While fighting continued to rage on Civil War battlefields, the struggle to maintain armies went on across the North and South. Recruiting was easy enough—hardly necessary, in fact—during the gung-ho early days of the war, when whole companies and patriotic farm boys eager for adventure rushed by the thousands to help their side whip the other. State recruiting agents or influential citizens had only to nail up a few posters trumpeting the words “To Arms!” and lay out a sufficient number of enlistment forms. But after reading the growing casualty lists in their hometown newspapers, fewer and fewer service-age Americans found much inspiration in patriotic songs or old veterans waving the national flag.

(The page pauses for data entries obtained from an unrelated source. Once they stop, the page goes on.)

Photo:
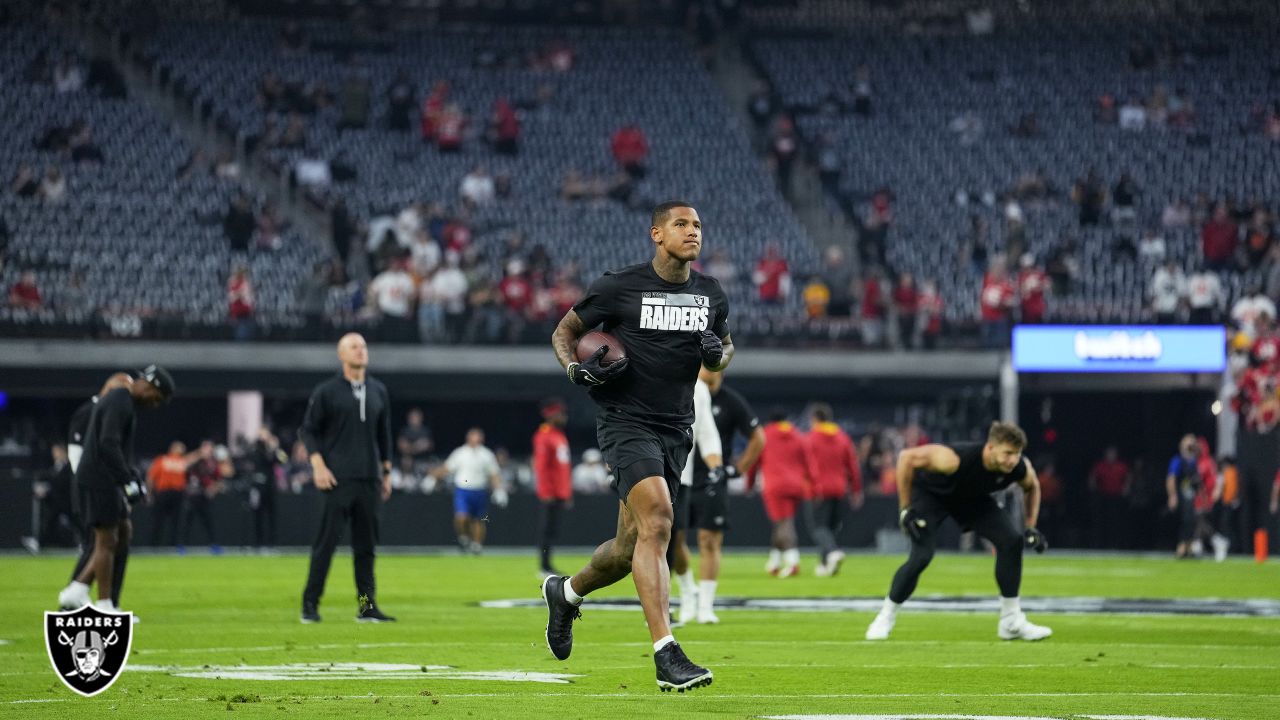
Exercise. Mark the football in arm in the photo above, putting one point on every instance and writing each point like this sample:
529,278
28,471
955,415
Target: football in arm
592,341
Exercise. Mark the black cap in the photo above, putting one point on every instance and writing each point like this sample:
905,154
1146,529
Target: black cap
160,378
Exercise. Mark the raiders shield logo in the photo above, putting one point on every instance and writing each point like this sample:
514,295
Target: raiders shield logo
88,647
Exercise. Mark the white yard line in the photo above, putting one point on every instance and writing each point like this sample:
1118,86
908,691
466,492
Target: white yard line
685,641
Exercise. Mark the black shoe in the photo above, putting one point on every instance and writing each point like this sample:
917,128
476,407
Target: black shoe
676,671
310,614
560,616
371,614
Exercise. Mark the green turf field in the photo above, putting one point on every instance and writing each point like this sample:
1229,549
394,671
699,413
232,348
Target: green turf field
242,611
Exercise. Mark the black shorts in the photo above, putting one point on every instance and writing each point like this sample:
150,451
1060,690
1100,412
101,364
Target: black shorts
967,511
830,513
635,450
680,507
708,507
104,506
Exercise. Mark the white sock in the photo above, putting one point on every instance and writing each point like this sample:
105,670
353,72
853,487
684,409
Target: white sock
890,607
570,595
705,596
688,586
1009,606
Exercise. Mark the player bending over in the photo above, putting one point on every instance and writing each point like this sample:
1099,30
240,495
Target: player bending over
936,482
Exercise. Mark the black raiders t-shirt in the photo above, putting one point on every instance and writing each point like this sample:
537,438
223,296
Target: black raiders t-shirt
970,479
658,323
732,417
108,459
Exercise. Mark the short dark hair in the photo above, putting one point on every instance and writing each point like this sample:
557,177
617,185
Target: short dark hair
821,411
663,210
1006,433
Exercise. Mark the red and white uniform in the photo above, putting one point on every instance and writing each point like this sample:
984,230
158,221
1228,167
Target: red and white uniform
1266,352
1032,285
833,461
1256,400
552,464
240,295
785,470
997,297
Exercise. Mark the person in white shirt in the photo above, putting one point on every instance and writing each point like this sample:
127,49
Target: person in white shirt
590,477
1168,291
707,443
475,474
1248,309
1151,249
1133,115
478,187
1205,296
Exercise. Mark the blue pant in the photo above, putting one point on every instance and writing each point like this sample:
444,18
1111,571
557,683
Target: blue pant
471,502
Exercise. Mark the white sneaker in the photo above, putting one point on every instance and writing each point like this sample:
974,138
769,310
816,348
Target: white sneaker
1016,627
833,561
688,607
881,627
1220,547
73,598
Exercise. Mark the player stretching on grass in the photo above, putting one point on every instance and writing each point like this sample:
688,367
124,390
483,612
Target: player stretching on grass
958,481
671,320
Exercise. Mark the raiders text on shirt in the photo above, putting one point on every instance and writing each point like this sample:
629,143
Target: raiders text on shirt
658,324
65,621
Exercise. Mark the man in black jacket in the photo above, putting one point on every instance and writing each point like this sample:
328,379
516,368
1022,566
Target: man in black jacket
347,431
76,593
106,477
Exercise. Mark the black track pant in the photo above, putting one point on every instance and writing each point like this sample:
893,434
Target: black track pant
264,519
351,502
548,529
978,514
199,506
824,516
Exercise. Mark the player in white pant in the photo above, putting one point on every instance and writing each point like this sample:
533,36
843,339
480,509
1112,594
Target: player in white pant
707,443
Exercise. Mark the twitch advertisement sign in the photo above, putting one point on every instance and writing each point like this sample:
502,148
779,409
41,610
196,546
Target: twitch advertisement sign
1119,349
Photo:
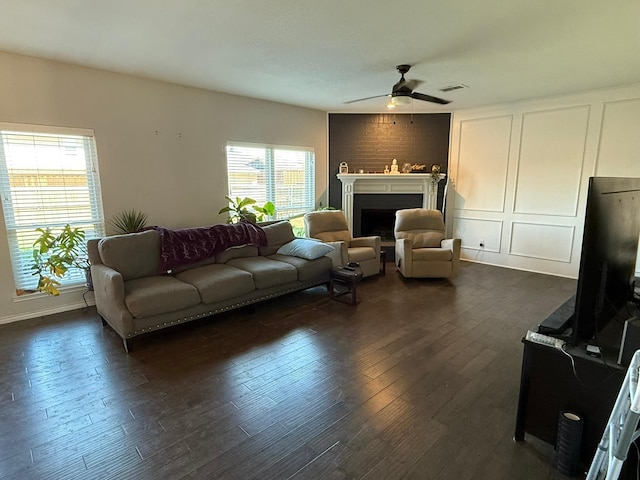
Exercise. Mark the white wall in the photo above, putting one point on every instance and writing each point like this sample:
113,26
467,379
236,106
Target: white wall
519,174
160,146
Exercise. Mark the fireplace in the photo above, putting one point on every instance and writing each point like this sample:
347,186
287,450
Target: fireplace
384,192
375,214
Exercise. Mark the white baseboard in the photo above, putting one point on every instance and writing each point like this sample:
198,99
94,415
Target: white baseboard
46,311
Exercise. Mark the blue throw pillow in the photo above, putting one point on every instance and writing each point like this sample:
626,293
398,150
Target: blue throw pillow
305,248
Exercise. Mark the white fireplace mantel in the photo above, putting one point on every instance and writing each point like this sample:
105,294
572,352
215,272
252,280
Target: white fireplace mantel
385,183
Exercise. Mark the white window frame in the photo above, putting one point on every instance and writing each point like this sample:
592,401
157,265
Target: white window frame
272,188
23,216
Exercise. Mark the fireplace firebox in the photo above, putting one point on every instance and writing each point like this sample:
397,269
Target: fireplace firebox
375,214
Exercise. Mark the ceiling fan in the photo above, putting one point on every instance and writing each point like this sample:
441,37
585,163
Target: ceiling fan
402,92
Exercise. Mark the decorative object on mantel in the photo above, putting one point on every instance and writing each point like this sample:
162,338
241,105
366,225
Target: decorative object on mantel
435,174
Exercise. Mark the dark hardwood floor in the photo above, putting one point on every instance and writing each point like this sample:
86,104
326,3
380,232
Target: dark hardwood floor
419,381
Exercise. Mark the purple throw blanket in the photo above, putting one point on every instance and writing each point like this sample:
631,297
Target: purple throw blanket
190,245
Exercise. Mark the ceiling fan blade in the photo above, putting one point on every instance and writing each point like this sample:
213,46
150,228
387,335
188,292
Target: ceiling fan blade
413,84
367,98
429,98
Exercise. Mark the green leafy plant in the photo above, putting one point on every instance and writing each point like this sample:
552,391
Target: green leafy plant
246,209
265,211
54,255
129,221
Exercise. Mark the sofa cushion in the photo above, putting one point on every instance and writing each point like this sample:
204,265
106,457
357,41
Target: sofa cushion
432,254
218,282
307,269
277,234
158,294
237,252
266,271
134,255
305,248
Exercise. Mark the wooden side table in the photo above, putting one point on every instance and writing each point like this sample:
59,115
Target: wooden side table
343,284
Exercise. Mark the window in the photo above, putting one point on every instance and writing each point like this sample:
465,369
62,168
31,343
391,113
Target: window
282,175
48,178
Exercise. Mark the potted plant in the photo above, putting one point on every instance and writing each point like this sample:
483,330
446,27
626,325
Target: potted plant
129,221
238,210
54,255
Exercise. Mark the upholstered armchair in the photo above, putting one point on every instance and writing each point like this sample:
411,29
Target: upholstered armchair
331,227
421,249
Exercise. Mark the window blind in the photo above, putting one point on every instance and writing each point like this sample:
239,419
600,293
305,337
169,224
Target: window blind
47,180
282,175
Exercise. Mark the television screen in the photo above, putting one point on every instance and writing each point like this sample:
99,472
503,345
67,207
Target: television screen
609,253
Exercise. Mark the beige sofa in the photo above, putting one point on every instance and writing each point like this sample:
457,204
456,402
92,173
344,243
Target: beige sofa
134,299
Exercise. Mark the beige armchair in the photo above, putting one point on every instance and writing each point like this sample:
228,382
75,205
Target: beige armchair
421,249
331,227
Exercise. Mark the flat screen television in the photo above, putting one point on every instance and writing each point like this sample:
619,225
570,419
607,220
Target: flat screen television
609,253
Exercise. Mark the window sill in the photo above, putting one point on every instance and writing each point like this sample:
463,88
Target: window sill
66,290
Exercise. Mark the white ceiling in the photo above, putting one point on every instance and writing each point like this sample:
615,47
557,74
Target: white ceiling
321,53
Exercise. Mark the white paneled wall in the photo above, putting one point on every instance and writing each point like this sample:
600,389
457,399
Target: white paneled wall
519,174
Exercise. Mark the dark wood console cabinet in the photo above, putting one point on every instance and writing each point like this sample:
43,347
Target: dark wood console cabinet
548,385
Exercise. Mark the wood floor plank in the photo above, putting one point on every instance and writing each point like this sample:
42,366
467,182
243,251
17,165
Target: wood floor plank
420,380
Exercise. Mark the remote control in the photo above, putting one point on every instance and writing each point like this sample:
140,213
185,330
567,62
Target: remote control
544,339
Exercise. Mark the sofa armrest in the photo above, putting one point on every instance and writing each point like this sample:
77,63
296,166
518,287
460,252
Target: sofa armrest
108,287
340,254
453,244
404,256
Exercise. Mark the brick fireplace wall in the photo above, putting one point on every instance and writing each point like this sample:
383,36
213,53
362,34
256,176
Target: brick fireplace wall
371,141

Increasingly desperate for volunteers, recruiting officers on each side promised high enlistment bounties, ample food and clothing and the chance for friends and relatives to serve together. When that failed, the troop-starved Confederacy (in April 1862) followed by the Union (in March 1863) turned to national conscription, which created more problems than it solved. Subsequent attempts to enforce the draft sparked riots and drove draft dodgers into the mountains of the South and the slums of Northern cities. Recruiting and enrollment officers—often agents of the provost marshal’s department—scrambled to find their men among conscientious objectors, bounty jumpers, unwilling paid substitutes and men who claimed exemption due to some feigned illness. And if the agents did manage to get a few of those men into army camps, most quickly disappeared again or proved useless in a fighting unit.
Field regiments decimated by disease, battle deaths and a lack of replacements sometimes dispatched squads of their own officers—even whole companies—to their home turf in an effort to round up new recruits, often with little success. After two weeks back in New York in 1864, for example, a frustrated Captain Commodore P. Vedder of the 154th New York admitted, “I have the honor to report that I have up to date obtained only three recruits.” Union officers sent into Southern states to recruit black troops late in the war sometimes experienced similar frustration. In Tennessee James T. Ayers cited a litany of complaints among potential recruits: “‘Rumities or pane in Back or Pneumonia or Arm bent or tooth ache or pain in Ear’ or Some Excuse, till I am Hartily sick of hearing them any more and hope to get Dismissed from this Recruiting business.”
In Providence agents organizing the 7th Rhode Island Volunteers “received a bonus of three dollars for each man secured and marvelous were the methods resorted to by each in laudable rivalry to lengthen his own pay roll.” Desperate or corrupt agents or recruitment “brokers” signed virtually whomever they could find—including immigrants who couldn’t speak a word of English and the physically and mentally infirm. At least one agent resorted to drugging a recruit, who later awoke to find himself in the Army. Another frustrated officer tried to trample a draft evader with his horse.
Recruiters naturally inspired hatred among those they tracked, and sometimes found their beat as hazardous as the battlefield. “We the undersigned will give you our advice for your own good,” one agent was warned. “If you don’t lay aside the enrolling, your life will be taken tomorrow night.” Enrolling agents were mugged and their records stolen; some were even murdered.
If conscription was dreaded, it at least spurred volunteering. Ultimately, recruiters probably had their most success within the ranks of the long-suffering two- or three-year veterans already in the field, who—committed to their cause and comrades and sickened by the quality of new recruits—often re-upped and agreed to see the war to its end in exchange for little more than back pay and an immediate furlough.